Selecting Brokers and Investment Advisors

When selecting a broker or investment advisor, research the person's education and professional history as well as the firm this person works for. Ask:

  • Has this person worked with others who have circumstances similar to yours?
  • Is this person licensed in your state? Your state securities administrator lists individuals and firms that are registered in your state. Ask if the regulatory office has any other background information. You can find out how to reach your state securities regulator by visiting www.nasaa.org.
  • Has the person had any run-ins with regulators or received serious complaints from investors? Call your local state securities regulator or the SEC. You can also check out FINRA's BrokerCheck to find licensing, employment, and disciplinary information. Or call FINRA toll-free at 1-800-289-9999.
  • How is the person paid? Is it an hourly rate, a flat fee, or a commission that depends on the investments you make? Does the person get a bonus from his or her firm for selling you a particular product?
  • What are the fees for setting up and servicing your account?

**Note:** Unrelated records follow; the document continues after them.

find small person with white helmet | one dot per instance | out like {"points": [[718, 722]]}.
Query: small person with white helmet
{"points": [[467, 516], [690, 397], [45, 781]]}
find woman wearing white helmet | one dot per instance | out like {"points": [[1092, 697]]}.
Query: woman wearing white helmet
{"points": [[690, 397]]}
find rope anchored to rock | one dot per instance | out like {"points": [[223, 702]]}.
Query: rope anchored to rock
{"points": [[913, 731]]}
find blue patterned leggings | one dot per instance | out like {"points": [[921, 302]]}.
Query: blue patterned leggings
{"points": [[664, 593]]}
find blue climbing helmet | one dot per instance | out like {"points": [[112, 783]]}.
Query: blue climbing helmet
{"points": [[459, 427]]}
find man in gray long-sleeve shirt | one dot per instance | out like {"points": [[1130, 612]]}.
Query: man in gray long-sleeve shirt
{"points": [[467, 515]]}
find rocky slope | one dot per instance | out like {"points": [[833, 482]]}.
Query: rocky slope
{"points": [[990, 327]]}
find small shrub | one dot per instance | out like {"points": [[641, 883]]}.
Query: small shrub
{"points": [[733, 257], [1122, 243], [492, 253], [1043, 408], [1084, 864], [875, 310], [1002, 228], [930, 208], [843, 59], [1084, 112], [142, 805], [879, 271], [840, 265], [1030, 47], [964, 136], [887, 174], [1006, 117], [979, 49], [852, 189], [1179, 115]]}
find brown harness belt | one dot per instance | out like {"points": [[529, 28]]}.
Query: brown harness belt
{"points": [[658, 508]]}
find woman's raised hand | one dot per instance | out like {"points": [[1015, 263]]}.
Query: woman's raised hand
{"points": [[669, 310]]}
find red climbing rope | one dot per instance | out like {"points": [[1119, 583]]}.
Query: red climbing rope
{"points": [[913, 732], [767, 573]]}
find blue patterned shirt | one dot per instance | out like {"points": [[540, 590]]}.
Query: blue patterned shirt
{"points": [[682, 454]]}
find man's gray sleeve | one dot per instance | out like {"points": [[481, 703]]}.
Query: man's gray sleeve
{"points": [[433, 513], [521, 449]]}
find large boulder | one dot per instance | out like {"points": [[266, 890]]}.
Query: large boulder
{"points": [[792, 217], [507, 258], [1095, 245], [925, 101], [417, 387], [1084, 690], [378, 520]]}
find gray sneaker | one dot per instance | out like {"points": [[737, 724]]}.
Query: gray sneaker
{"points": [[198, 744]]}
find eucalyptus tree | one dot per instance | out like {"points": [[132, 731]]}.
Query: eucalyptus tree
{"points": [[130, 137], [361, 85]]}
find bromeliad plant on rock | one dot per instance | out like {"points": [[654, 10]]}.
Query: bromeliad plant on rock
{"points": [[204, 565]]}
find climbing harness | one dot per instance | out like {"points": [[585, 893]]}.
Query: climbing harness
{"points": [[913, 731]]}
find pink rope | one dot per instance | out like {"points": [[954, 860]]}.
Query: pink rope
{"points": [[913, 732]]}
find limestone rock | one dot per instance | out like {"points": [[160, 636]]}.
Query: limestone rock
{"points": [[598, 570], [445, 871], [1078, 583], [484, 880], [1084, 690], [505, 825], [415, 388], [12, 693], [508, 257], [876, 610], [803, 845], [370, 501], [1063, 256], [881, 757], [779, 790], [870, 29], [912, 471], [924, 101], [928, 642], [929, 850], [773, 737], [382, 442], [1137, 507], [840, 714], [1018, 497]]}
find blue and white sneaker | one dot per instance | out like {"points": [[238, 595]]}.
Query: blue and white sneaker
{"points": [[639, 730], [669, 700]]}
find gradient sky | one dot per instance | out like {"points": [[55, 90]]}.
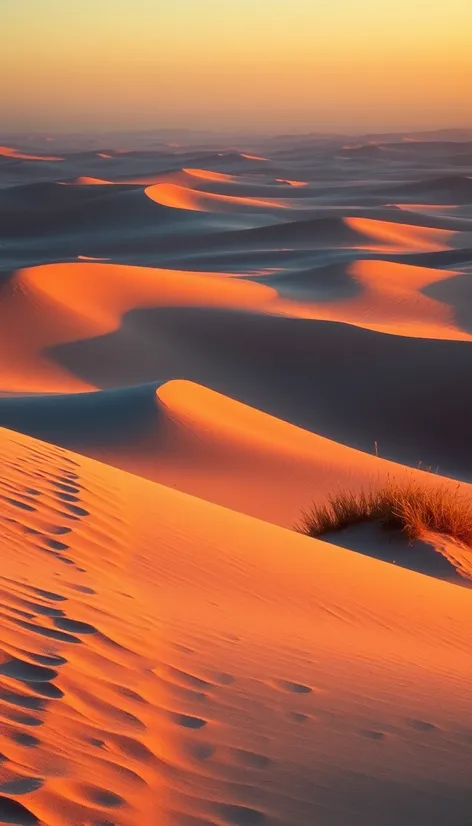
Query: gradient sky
{"points": [[276, 65]]}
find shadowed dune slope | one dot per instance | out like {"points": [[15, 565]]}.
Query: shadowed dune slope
{"points": [[167, 660], [188, 437]]}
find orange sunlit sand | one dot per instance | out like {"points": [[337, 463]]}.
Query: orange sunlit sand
{"points": [[198, 343]]}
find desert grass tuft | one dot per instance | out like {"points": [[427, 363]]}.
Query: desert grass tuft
{"points": [[410, 507]]}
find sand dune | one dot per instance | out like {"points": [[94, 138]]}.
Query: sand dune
{"points": [[191, 725], [200, 337], [179, 197], [17, 154]]}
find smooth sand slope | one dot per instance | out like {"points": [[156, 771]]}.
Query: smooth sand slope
{"points": [[169, 661], [222, 332]]}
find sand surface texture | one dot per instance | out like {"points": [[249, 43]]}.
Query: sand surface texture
{"points": [[198, 341]]}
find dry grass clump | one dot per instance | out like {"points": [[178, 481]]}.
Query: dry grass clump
{"points": [[410, 507]]}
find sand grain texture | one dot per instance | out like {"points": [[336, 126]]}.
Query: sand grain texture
{"points": [[199, 338]]}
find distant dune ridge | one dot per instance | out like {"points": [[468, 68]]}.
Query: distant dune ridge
{"points": [[202, 337]]}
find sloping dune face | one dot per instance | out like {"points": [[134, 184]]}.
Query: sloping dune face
{"points": [[166, 660], [199, 341]]}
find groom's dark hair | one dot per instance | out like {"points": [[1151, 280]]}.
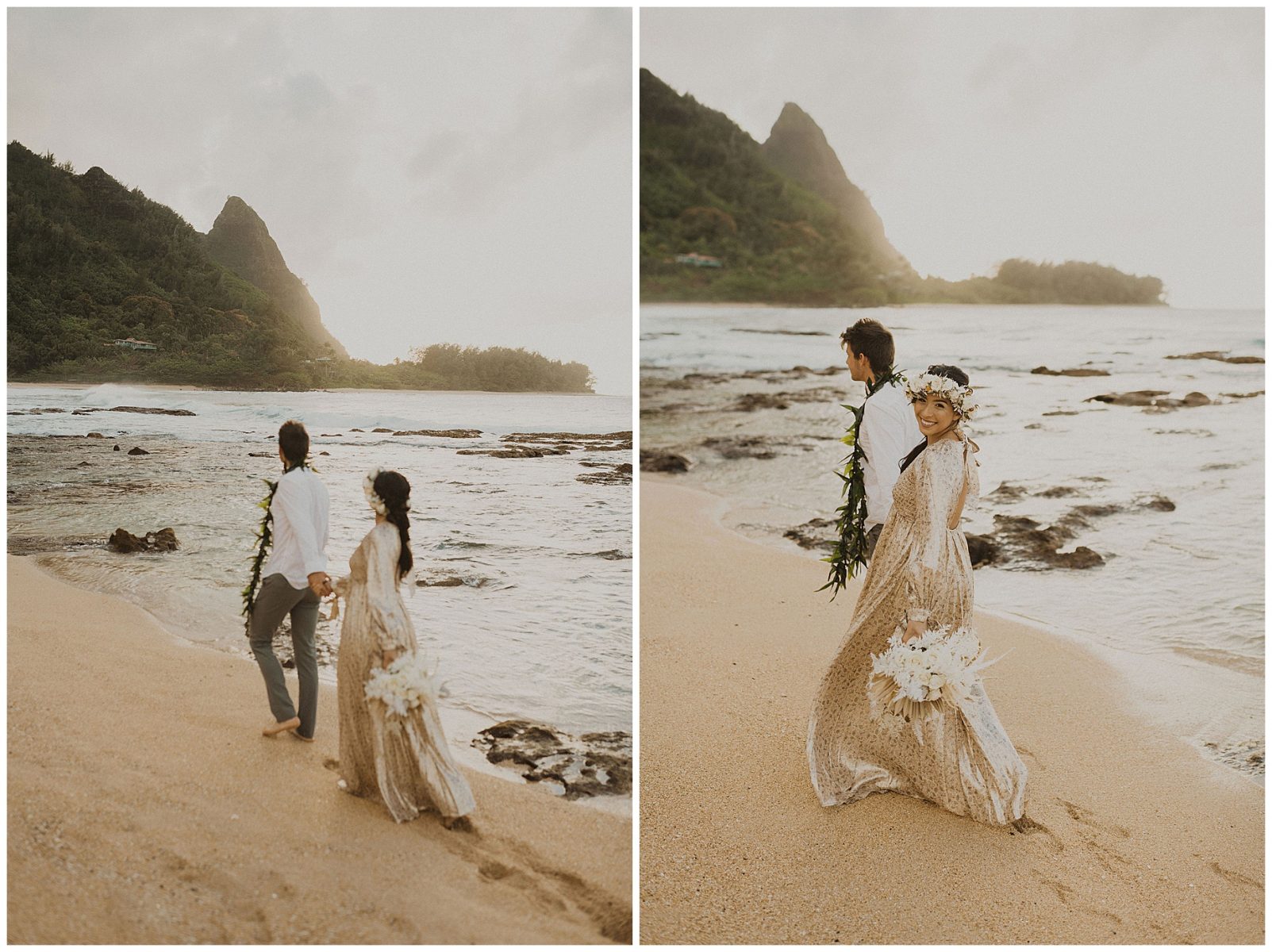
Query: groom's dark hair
{"points": [[294, 441], [873, 340]]}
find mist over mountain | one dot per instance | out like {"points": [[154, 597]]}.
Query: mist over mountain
{"points": [[240, 242], [797, 147], [727, 219], [107, 285]]}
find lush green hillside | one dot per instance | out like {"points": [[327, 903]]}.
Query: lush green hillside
{"points": [[242, 243], [708, 188], [784, 224], [92, 261]]}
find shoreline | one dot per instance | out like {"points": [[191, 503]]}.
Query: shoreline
{"points": [[90, 384], [194, 827], [1136, 838]]}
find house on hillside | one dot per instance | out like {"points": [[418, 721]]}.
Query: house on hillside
{"points": [[135, 344], [698, 261]]}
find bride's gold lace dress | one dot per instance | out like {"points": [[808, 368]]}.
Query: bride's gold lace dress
{"points": [[921, 568], [402, 760]]}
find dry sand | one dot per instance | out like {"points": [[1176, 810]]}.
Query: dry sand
{"points": [[1139, 839], [147, 808]]}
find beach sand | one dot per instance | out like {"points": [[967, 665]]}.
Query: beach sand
{"points": [[147, 808], [1139, 839]]}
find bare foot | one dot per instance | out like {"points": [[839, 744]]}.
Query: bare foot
{"points": [[280, 726]]}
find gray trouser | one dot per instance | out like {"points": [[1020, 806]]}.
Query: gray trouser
{"points": [[873, 539], [275, 601]]}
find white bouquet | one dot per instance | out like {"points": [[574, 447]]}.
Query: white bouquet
{"points": [[403, 684], [915, 679]]}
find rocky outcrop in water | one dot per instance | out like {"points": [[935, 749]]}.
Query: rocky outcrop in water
{"points": [[588, 766], [1215, 355], [1073, 371], [449, 434], [124, 540], [240, 242], [663, 462], [1153, 399], [616, 476]]}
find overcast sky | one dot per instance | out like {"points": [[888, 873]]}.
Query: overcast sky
{"points": [[432, 175], [1132, 136]]}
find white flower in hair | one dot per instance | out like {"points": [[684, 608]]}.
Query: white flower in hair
{"points": [[942, 388], [375, 501]]}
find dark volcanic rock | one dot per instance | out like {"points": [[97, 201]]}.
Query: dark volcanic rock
{"points": [[586, 766], [663, 462], [751, 402], [124, 540], [1008, 492], [1215, 355], [455, 434], [1073, 371], [740, 447], [618, 476], [982, 549], [1150, 399], [152, 409], [517, 453], [816, 534]]}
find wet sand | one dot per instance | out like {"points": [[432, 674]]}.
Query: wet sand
{"points": [[1137, 838], [145, 808]]}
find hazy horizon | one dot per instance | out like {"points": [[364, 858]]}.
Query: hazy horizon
{"points": [[1131, 137], [432, 175]]}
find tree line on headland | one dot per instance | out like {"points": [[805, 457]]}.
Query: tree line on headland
{"points": [[93, 263], [724, 217]]}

Additional organizations that could also be helpful are:

  • The Commodity Futures Trading Commission (CFTC) provides consumer alerts and advisories. The Commission oversees the Reparations Program that resolves disputes between commodity customers and commodity professionals. Through this program, you can institute "reparations" proceedings against commodity professionals registered with the Commission if they violate the anti-fraud or other provisions of the Commodity Exchange Act. To ask a question, report information or submit a complaint, contact the CFTC.
  • Both the North American Securities Administrators Association and the National Futures Association can offer helpful information.

Retirement Planning

Part of smart investing is planning for retirement. The average American spends 20 years in retirement, but less than half of Americans calculate how much they need to save for their retirement years. Regardless of your age, it's never too early or too late to start.
The three major components of a retirement portfolio are generally benefits from pensions, savings and investments, and Social Security.
If you are still working and your employer offers a plan, find out how it works. If your employer has a 401(k) type plan and offers to put some money in if you do (called a match), this should be the first place that you save. Make sure you understand how a job change might affect your employer-based retirement plan and what your options are for saving that money. If you switch jobs before you are fully vested, you may lose a significant amount of money.
As you approach retirement, there are many factors to consider. Experts advise that you will need about 80% of your pre-retirement income in your retirement years. The exact amount, of course, depends on your individual needs. For example:

  • How old do you plan to be when you retire?
  • Will your spouse or partner retire when you do?
  • Where do you plan to live? Will you downsize, own, or rent?
  • Do you expect to work part time?
  • Will you have the same medical insurance you had while working? Will coverage change?
  • Do you want to travel or pursue a new hobby that might be costly?
  • If you have a financial advisor, talk to him or her about your plans.